We are active investors on property crowdfunding platforms. Here are a few reasons why we like using crowdfunding platforms:

  • We can spread our risk over several investments/developers/crowdfunding platforms

  • We can invest with developers, and in opportunities, that we might otherwise never come across

  • The developers are publicly accountable

  • All investors invest on the same terms; no dodgy side deals being done

  • We sleep better at night knowing that we have invested in a legally compliant structure

Here are 6 things that we look at when assessing a property crowdfunding platform.


1. Type of projects on offer. What sort of projects are on offer? Do they meet your criteria - location, return, property type etc? Are they the kind of projects you want to invest in?

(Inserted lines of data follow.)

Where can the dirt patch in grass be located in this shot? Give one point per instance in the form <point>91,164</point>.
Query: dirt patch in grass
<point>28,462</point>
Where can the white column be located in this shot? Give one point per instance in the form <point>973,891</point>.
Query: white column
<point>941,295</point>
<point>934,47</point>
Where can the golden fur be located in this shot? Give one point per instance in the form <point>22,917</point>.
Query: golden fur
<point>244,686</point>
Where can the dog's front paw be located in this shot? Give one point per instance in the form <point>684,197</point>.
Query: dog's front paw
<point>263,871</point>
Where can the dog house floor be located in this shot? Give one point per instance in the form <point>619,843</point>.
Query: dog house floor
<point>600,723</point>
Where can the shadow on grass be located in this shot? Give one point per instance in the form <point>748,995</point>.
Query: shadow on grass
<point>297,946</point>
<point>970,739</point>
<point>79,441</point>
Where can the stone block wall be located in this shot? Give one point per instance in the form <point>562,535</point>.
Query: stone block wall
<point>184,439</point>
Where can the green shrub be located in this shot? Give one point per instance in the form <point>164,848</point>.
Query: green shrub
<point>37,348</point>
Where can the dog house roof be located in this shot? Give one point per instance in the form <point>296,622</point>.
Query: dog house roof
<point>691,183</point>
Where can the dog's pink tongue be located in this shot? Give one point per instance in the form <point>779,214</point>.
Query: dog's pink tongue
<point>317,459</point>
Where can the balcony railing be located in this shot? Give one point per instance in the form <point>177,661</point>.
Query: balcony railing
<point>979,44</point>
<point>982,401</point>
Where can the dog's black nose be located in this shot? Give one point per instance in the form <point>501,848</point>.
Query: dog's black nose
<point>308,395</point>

2. Minimum amount required. One of the benefits of crowdfunding is that you can invest in property with far less money than you need to buy one on your own. It depends on the platform, but sometimes the minimum can be as little as £100, or perhaps £1,000. Check to see that it meets your budget.


3. The information provided. What information do they provide with each project? Is there enough information provided for you to do your due diligence? If you have to request further information, how long does it take to get them?


4. What fees they take. What fees do they charge, if any? At what point of the process do they charge said fee? There might be an initial fee, an administration fee, an annual management fee, a share of your returns, or a combination of the above.


5. Customer service. Look closely at the standard of interactions you have with members of their team when making initial inquiries or request for further information. Do they respond in a timely manner? Are they friendly and approachable?


6. Platform details. Who runs the platform? What experience does the team have? How long has the platform been operating? Is the platform regulated by the financial conduct authority?


What do you look at when assessing a property crowdfunding platform?